The U.S. Department of Energy (DOE) has begun accepting submissions for its American-Made Solar Prize, a competition with a total of $5 million in awards available. The contest seeks both hardware and software that catalyze U.S. manufacturing and address challenges to rapid, equitable solar energy deployment.
In conjunction with this program, DOE also launched the American-Made Network Innovation Engine, a tool that it said is intended to form a bridge between creative entrepreneurs and “connectors.”
It said that connectors are organizations like incubators, universities, think tanks, industry groups, and other organizations that will recruit competitors, help them develop their project, provide tools, and raise funding. The hardware track offers $260,000 in recognition awards for connectors who support innovators, and the software track offers $85,000.
The software track is a new feature in the competition, and seeks to address non-hardware costs of solar, like customer acquisition, financing, and grid integration.
Software competitors have the opportunity for an optional Justice, Equity, Diversity, and Inclusion (JEDI) contest.

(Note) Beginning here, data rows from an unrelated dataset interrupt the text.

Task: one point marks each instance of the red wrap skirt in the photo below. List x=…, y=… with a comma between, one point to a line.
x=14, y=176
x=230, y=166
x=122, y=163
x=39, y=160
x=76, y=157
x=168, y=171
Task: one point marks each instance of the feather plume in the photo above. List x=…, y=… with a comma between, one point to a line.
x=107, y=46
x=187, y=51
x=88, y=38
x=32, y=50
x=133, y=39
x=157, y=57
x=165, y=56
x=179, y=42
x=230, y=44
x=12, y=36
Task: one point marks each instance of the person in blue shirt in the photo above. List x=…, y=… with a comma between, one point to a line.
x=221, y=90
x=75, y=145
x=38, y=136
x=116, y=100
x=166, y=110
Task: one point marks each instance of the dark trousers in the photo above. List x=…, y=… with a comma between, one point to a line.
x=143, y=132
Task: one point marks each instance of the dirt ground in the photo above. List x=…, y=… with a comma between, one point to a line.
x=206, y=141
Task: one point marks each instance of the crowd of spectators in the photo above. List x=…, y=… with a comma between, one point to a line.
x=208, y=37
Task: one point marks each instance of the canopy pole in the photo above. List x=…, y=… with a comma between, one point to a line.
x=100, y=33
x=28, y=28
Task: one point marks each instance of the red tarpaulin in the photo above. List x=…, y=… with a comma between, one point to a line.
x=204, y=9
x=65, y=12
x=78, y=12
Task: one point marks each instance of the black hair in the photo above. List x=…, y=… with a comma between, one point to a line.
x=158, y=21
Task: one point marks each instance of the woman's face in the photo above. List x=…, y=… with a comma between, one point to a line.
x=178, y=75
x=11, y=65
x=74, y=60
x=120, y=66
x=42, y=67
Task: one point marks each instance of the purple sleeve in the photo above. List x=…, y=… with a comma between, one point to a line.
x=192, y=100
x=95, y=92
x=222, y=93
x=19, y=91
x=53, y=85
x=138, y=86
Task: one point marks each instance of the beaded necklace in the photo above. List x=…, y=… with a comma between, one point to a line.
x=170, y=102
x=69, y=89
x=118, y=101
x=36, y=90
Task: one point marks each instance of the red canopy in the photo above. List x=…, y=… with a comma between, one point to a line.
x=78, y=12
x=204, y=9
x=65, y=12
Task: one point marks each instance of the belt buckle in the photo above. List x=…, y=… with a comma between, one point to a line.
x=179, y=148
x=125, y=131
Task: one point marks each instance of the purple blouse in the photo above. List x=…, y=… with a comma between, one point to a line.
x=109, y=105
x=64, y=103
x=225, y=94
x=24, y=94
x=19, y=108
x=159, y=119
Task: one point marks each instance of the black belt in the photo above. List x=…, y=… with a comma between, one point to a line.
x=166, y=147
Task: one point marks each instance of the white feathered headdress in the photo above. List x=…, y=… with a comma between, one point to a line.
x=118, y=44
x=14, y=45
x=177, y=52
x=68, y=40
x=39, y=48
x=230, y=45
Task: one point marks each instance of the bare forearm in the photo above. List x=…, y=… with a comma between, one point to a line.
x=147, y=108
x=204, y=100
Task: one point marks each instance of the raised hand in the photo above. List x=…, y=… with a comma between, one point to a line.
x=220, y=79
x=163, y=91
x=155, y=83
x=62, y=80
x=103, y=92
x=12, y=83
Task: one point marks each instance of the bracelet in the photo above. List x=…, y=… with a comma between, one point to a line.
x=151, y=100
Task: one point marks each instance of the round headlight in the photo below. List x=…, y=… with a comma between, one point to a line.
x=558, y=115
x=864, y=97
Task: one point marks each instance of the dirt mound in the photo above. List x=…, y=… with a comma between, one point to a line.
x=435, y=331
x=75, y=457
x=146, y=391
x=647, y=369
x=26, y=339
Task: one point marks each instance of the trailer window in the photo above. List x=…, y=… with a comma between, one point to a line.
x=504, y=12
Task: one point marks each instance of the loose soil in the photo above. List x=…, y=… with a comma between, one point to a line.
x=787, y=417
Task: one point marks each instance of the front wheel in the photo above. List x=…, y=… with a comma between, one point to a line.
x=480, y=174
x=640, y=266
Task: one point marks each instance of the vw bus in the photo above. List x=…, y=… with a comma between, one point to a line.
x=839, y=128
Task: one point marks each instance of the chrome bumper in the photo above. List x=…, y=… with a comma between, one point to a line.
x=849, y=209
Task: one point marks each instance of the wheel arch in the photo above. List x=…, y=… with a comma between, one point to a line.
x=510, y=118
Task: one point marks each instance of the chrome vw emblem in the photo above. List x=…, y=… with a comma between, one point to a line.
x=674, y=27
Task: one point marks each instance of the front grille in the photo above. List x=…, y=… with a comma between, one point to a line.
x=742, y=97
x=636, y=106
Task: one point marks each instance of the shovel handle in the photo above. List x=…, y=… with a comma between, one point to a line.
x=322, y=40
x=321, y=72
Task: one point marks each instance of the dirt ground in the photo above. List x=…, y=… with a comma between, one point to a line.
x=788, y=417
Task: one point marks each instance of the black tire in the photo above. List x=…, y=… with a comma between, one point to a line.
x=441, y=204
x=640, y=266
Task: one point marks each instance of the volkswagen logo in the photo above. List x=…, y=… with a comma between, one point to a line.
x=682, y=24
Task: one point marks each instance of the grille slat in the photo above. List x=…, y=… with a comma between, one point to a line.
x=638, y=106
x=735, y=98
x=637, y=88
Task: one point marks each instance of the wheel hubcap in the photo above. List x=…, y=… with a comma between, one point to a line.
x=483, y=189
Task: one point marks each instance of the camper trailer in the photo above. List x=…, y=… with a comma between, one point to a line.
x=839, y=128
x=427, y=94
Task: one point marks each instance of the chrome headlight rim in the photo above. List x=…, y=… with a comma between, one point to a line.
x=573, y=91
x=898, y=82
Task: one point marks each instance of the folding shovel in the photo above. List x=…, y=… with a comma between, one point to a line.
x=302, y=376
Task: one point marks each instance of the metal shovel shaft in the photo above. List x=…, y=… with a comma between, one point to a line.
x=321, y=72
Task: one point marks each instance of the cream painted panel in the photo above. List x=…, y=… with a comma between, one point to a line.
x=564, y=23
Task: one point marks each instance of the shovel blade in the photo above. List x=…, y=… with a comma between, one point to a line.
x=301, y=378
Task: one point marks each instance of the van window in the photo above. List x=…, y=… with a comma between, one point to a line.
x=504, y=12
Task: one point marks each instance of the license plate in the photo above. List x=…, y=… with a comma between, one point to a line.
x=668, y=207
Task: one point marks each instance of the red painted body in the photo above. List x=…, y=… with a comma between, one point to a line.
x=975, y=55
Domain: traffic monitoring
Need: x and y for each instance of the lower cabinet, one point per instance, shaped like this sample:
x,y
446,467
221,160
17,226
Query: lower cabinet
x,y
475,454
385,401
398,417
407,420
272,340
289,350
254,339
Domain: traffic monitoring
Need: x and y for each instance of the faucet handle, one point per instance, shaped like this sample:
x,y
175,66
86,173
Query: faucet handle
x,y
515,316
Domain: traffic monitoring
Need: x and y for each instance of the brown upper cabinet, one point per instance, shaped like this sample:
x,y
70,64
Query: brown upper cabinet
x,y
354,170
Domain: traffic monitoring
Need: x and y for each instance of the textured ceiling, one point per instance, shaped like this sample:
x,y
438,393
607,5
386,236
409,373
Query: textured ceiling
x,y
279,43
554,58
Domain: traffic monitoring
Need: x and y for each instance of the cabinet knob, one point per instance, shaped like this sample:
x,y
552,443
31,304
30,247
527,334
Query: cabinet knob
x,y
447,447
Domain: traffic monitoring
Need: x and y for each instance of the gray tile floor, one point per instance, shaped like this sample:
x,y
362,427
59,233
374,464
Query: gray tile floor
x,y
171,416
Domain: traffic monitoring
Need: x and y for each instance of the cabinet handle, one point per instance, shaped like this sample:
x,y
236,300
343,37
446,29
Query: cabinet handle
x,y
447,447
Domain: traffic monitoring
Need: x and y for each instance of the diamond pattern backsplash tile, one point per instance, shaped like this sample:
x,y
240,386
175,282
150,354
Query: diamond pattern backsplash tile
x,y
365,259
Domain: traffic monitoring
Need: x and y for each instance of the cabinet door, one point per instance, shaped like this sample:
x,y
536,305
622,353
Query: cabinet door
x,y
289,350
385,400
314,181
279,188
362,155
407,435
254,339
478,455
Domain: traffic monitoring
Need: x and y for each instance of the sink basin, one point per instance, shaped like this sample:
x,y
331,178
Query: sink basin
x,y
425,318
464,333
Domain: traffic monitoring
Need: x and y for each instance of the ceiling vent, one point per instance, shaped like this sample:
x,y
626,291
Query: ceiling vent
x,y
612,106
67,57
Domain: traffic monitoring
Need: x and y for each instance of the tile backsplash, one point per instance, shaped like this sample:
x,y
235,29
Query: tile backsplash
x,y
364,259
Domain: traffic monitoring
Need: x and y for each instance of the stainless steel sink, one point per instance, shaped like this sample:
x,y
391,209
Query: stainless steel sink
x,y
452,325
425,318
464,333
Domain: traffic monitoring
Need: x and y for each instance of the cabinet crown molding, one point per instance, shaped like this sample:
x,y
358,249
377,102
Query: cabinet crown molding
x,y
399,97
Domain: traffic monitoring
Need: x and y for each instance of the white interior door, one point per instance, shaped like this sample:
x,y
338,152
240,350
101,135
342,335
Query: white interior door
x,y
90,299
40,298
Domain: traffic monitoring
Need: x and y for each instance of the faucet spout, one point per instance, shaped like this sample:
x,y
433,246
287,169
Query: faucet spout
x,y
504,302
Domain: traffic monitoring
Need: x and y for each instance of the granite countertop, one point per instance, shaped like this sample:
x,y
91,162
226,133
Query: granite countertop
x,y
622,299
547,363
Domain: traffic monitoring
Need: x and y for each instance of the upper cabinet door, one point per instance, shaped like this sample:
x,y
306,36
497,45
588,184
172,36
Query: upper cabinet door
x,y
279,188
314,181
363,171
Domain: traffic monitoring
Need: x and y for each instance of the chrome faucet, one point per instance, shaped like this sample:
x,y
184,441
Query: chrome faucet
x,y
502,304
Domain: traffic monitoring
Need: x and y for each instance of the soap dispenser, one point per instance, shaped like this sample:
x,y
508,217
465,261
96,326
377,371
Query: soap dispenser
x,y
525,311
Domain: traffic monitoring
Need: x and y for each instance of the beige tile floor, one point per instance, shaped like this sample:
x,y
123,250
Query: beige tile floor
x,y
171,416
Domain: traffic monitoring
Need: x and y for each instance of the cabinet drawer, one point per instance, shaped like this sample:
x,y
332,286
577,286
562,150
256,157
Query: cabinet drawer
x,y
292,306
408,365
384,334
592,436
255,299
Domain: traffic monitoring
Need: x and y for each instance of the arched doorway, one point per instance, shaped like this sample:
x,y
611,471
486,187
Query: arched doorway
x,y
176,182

Up to $190,000 in prizes may be awarded to approaches that empower underserved communities, overcome solar barriers, and equitably share in the benefits of solar.
The project runs in three phases: First, pitch an innovative idea that addresses a critical need in the solar industry and identify market demand for it. Second, design a hardware proof of concept or minimum viable software product. Third, contestants will develop early-stage hardware prototypes or customer-validated software products.
A July 13 informational webinar will be held and the deadline to enter is August 31.